週の半分は店を回って店舗のレイアウトや商品構成などを点検。「これでは初心者は店に入らない」「何を売りにしているのか客に伝わらない」と現場に改善を促す。1号店の出店時から掲げている店のコンセプトは「初心者のためのパソコンショップ」。会社の方針を社員に浸透させるため足しげく店に通う。
日向市出身。日向工業高校から進んだ熊本工業大(現崇城大)では電気工学を学んだ。当時からモノ売りに興味があり、1989年に地物と大手スーパー・寿屋(熊本市)に入社。ワープロ販売を担当し、売上額は社内トップだったという。だが数年で会社が経営不振となり、パソコン販売大手のアプライド(福岡市)に転職。主任から始め、役員まで登用されたものの、高齢者への販売などについて会社の方針とズレが生じ、12年勤めて退社。以前から独立への思いを持っていたことから、2003年夏に36歳で会社を1人で設立した。
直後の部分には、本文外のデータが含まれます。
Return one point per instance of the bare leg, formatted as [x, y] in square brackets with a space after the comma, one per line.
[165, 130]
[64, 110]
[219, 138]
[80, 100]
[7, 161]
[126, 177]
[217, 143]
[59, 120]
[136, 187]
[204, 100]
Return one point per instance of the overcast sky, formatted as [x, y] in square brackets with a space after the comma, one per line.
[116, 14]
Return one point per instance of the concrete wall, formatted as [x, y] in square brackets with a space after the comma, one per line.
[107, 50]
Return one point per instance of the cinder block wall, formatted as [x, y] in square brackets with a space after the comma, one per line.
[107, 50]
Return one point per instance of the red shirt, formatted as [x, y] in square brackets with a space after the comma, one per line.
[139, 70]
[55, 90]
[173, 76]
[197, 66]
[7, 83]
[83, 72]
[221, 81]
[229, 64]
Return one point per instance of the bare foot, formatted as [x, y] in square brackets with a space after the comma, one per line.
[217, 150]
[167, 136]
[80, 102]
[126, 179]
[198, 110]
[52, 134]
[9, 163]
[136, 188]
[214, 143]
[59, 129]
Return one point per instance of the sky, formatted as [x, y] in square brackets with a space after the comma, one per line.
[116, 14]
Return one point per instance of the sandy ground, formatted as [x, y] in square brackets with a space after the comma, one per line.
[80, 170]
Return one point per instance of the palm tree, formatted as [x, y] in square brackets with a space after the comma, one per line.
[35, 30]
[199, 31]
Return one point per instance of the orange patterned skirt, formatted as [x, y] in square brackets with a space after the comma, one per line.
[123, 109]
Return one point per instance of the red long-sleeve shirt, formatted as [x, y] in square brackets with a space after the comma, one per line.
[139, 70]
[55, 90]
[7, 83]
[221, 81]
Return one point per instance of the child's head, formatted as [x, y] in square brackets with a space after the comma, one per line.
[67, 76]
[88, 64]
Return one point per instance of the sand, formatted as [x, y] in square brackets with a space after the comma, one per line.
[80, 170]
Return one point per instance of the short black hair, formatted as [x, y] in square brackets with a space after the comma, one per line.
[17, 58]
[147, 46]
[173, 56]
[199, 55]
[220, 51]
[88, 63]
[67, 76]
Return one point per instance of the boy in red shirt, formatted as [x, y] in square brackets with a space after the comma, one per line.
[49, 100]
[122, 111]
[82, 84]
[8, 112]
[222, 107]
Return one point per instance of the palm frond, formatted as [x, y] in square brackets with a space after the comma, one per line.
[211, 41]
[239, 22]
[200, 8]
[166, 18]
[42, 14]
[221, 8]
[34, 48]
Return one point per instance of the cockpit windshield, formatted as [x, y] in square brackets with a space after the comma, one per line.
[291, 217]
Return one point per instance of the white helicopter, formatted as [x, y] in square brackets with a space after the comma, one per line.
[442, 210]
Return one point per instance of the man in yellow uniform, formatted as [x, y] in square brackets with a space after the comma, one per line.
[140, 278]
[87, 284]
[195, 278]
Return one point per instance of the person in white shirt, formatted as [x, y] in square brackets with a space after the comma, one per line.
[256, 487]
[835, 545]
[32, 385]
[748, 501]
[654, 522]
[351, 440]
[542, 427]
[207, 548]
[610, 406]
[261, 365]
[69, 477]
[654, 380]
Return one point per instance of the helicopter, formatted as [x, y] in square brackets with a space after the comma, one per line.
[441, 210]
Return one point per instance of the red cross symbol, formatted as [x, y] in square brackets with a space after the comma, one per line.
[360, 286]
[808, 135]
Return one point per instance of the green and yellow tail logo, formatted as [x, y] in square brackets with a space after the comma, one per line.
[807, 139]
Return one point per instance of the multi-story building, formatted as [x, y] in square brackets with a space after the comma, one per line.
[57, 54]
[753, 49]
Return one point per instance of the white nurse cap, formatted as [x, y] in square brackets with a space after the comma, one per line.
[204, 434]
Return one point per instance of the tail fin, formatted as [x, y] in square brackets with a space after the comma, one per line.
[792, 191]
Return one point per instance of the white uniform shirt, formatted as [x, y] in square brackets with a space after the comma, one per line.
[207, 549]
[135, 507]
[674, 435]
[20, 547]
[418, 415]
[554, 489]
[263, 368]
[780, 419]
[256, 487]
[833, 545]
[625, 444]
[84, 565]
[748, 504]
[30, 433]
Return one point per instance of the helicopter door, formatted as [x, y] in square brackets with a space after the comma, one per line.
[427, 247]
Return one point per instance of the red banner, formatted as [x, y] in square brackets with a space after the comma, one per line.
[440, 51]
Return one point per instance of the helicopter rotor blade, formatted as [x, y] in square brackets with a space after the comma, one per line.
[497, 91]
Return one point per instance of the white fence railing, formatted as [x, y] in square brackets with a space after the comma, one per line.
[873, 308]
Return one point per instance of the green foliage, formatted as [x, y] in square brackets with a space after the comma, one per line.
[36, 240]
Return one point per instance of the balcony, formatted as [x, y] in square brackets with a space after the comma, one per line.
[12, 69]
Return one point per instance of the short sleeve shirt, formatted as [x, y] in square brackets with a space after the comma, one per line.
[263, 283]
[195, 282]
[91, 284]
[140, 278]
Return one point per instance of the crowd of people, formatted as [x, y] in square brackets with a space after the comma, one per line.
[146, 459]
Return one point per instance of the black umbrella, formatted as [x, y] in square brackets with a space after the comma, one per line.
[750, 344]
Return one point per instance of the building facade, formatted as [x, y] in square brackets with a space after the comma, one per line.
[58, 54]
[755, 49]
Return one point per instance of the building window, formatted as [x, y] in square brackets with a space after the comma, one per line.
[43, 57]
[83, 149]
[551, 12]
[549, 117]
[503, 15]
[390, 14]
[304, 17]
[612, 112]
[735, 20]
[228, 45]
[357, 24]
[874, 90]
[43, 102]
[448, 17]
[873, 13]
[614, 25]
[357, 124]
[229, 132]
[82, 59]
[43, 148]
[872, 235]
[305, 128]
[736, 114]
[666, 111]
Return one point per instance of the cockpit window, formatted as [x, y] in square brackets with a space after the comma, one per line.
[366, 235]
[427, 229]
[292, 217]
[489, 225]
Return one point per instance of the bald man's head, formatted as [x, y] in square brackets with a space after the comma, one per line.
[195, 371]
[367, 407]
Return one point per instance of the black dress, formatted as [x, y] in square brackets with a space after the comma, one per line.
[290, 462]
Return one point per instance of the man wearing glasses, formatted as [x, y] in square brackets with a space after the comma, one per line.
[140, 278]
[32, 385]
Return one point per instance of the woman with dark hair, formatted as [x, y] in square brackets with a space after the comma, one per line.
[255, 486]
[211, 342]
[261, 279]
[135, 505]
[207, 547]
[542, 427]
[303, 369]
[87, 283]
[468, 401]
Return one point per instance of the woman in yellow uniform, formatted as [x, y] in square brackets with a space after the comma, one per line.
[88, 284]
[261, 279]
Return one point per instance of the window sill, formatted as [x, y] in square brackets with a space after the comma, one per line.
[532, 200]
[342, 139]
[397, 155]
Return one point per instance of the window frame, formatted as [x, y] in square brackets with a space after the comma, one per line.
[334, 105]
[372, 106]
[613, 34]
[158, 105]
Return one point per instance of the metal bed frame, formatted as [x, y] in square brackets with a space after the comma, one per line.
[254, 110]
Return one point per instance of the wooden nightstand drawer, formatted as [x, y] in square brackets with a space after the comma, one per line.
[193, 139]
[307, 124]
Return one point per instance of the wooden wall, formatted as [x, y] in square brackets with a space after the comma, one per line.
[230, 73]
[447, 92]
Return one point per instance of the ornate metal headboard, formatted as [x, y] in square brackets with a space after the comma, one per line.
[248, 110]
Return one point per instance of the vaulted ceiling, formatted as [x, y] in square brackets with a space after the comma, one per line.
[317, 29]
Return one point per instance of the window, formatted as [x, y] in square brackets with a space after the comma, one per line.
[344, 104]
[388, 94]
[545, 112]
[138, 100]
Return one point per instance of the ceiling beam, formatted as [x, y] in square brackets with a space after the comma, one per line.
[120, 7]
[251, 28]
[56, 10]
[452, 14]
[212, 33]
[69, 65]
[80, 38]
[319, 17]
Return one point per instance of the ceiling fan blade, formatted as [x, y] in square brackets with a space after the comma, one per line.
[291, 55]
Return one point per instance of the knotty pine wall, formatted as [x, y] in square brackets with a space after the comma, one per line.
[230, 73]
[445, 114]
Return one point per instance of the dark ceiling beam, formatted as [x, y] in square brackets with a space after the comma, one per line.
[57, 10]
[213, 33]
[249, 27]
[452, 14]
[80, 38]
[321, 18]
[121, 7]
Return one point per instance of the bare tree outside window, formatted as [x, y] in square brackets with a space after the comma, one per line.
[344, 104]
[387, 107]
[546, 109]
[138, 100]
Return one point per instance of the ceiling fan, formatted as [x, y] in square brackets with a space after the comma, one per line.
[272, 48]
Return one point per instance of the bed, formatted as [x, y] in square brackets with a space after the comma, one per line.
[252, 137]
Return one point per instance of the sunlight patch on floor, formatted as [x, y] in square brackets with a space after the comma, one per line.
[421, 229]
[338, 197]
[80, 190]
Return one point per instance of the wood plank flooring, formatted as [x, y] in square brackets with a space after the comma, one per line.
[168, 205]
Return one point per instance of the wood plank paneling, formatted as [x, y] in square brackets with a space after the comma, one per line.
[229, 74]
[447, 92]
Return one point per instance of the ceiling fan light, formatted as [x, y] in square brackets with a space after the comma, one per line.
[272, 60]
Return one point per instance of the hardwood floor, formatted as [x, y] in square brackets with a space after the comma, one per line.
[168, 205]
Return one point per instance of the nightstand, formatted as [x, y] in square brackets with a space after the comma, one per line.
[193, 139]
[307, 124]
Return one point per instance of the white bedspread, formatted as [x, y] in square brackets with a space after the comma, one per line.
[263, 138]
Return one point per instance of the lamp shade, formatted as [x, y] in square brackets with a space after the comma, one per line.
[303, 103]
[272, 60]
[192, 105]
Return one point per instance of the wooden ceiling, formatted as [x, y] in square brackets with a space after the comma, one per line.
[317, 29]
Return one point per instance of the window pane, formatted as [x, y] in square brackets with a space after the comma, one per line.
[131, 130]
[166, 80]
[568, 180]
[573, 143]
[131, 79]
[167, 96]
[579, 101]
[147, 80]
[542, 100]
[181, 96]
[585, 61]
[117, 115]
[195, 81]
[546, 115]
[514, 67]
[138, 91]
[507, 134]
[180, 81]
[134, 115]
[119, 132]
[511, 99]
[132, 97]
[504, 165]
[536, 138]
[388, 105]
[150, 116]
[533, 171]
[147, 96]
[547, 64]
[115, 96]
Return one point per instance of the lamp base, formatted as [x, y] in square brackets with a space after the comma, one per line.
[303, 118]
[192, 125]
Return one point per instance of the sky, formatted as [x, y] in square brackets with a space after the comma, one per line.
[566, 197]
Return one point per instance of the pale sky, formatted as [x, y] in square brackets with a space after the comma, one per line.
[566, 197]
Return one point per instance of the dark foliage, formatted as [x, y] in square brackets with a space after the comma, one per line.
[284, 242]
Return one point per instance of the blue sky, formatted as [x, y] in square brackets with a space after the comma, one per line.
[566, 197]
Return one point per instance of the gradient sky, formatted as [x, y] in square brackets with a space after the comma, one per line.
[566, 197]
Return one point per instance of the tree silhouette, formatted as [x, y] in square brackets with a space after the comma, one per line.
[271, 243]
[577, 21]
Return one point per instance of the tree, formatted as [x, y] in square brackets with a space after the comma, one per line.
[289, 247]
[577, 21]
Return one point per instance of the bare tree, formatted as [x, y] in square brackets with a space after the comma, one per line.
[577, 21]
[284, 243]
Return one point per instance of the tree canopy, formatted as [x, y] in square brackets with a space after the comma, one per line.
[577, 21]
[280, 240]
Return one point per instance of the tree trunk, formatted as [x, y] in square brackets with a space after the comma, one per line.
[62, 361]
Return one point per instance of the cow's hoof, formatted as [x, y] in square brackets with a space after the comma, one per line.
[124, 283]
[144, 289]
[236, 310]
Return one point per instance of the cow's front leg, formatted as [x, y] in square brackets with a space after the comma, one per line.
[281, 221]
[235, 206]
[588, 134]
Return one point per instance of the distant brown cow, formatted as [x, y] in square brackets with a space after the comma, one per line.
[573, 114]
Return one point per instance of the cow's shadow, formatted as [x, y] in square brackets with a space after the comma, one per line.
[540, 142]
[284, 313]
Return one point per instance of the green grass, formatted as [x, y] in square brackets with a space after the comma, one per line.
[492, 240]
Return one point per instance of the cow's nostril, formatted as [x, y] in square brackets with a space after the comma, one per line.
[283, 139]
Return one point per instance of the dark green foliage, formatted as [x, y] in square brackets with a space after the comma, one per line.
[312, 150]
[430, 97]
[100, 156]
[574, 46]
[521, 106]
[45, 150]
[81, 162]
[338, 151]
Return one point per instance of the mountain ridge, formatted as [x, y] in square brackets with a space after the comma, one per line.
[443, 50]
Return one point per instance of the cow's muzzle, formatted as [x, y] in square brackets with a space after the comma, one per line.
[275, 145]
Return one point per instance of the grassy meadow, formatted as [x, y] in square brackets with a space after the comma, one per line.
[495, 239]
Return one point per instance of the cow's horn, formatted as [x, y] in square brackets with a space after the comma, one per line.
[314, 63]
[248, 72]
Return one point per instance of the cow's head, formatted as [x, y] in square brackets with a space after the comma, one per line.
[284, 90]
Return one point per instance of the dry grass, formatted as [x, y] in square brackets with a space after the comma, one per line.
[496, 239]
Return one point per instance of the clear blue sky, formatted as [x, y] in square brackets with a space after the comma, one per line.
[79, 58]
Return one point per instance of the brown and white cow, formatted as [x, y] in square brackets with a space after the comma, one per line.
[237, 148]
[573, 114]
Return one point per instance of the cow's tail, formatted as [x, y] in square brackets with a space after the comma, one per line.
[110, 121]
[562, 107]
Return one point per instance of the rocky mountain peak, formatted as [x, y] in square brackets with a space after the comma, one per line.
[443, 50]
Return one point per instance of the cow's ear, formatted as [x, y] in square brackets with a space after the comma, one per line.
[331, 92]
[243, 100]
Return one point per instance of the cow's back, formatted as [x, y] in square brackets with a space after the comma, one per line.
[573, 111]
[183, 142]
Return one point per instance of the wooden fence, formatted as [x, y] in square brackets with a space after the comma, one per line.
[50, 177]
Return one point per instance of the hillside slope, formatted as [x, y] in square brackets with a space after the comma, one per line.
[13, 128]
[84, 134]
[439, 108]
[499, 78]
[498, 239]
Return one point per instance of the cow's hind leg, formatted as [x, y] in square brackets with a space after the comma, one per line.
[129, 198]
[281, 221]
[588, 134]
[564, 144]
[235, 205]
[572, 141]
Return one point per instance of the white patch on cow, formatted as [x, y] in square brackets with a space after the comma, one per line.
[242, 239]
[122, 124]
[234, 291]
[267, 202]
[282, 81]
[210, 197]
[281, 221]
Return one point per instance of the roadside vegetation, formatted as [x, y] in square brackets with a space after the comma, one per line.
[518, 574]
ただ、最初にできたのは中古パソコンを知人や親戚にお願いして買ってもらうくらい。初めての給料として手元に残ったのはわずか数万円だった。妻と子供3人を養わなければならず、再就職を考え始めた頃に公民館でIT講習会を開いてほしいとの依頼を受けた。
そこに参加していた年配の女性から自宅のパソコン設置を頼まれ訪問。使い方を教えたり、パソコンを使いやすいように設定したりと5、6時間を費やして、いざ帰ろうとすると「家族とおいしいものでも食べて」と代金とは別に1万円の謝礼を手渡された。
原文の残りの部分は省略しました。